“And what’s this about Ossining?” asked Martinez, who had done time there.
From moments before, when he discovered that his money trail surprisingly led to the exiled human rights novelist, Rook had been watching his narcotics bribe laundering theory come unstitched before his eyes. Combining that with the fact that nobody in that basement had drawn a weapon on him—not even Martinez—he took a chance out of urgency. “OK, here it is,” he said, directing himself mainly to Faustino Velez Arango, who watched quietly from his chair. “My girlfriend is a cop who’s working a murder case that I don’t believe has anything to do with any of you.”
“This is still the murder of Father Graf?” asked Guzman.
Rook thought it over and nodded. Guzman pulled at his thick beard and spoke to Velez Arango in Spanish. Rook couldn’t understand all the words, but the tone was emotional. The exiled author nodded solemnly a few times. When they were done, Rook pleaded. “A life may be in danger. I can’t believe you, of all people, Se?or Velez Arango, would hold a writer captive against his will.”
The man stood and crossed over to Rook. “I know that Father Graf did more than give me this holy medal. Pascual tells me that whoever killed the padre took away a saint on earth, devoted to our cause.” Then a trace of a smile eased some of his gravity. “And, of course, I have read your profile of this Nikki Heat.” He gestured to the steps. “Go. Do what you can to save her.”
Rook started off, but Martinez blocked him again. “Faustino, he will give you up.”
The novelist took his measure of the journalist and said, “No, he won’t.”
Rook dashed to the stairs and then, as an afterthought, said to Velez Arango, “One more favor?”
“Qué?”
“I’ll need all the help I can get. Any chance I could carry that St. Christopher?”

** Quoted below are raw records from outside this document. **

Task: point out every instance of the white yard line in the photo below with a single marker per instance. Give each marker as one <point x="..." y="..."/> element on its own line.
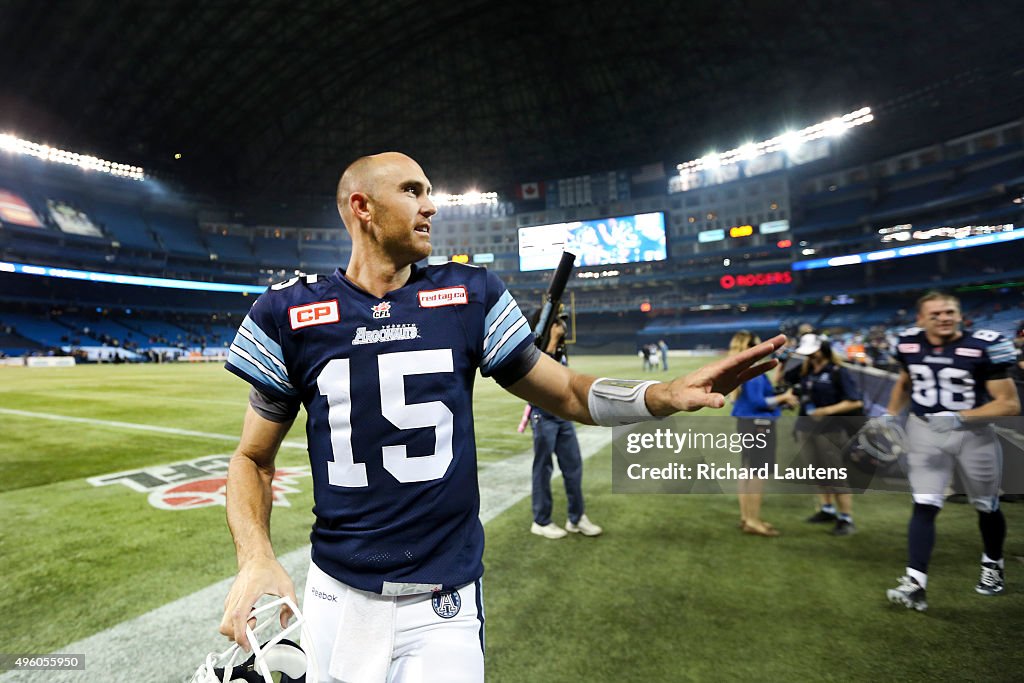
<point x="136" y="426"/>
<point x="170" y="642"/>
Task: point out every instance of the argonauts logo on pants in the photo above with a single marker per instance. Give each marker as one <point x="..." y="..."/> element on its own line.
<point x="446" y="603"/>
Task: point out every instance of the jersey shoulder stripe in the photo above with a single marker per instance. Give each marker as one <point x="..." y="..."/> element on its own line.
<point x="260" y="357"/>
<point x="500" y="317"/>
<point x="508" y="342"/>
<point x="1001" y="352"/>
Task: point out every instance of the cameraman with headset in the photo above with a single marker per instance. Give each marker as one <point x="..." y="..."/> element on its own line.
<point x="825" y="391"/>
<point x="553" y="434"/>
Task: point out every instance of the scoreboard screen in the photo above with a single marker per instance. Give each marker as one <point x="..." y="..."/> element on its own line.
<point x="634" y="239"/>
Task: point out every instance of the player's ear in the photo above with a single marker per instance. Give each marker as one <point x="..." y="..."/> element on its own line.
<point x="358" y="204"/>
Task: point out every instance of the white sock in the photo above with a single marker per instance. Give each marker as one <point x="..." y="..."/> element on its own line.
<point x="986" y="558"/>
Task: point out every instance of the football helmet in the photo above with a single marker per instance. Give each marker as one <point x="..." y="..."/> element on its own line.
<point x="278" y="659"/>
<point x="878" y="445"/>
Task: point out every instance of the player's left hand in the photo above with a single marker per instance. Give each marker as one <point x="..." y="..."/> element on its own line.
<point x="707" y="387"/>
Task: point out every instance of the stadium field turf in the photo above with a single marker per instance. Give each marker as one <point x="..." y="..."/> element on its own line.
<point x="671" y="592"/>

Velez Arango folded his hand around the medal. “It is valuable to me.”
Rook said, “Tell you what. Keep my ten grand, we’ll call it even.”
* * *
Nikki Heat ran up Vanderbilt Avenue, threading herself upstream be tween the tight flow of pedestrians making their way to Grand Central. She glanced over her shoulder and could see him coming, his black ski mask astonishing the late afternoon business commuters who stopped and turned to look at the man who rushed through them. Those who weren’t stunned looked around, either for cops or to see if somebody was making a movie.
It had happened so quickly. Eager for a cab, Nikki had deployed her secret weapon in that neighborhood, which was to skip the organized taxi cue on Forty-second Street, a great place to make friends because the line is slow. Instead, she waited on Vanderbilt near the Yale Club, a favored drop-off spot and, therefore, an equally favored spot to snag a ride on the fly.
As she was on the phone to Rook, waiting out a suburbanite counting coins for the driver’s tip, the guy came up behind her. Heat didn’t notice where he came from. She only saw motion behind her reflected through the haze of road salt on the cab window. Before she could turn, one hand was stripping her of her cell phone while the other pulled her shoulder. The surprise of it took her off her game a beat, but Heat’s combat sense kicked in, and she spun, going with the momentum of the grab and then using her shoulder to ram her assailant backward into the green light pole near the entrance of the club. Down on his ass on the sidewalk, her attacker started his hand toward the inside of his coat, and Nikki ran.
Half a block north now, he was closing in. Heat bolted across Vanderbilt, risking exposure in the open road, so she wove and dodged to present a poor target. Her goal was to turn the corner at 45th and get inside the lobby of the Met Life, where security guards could help. Beyond that, Grand Central was replete with cops and Homeland Security.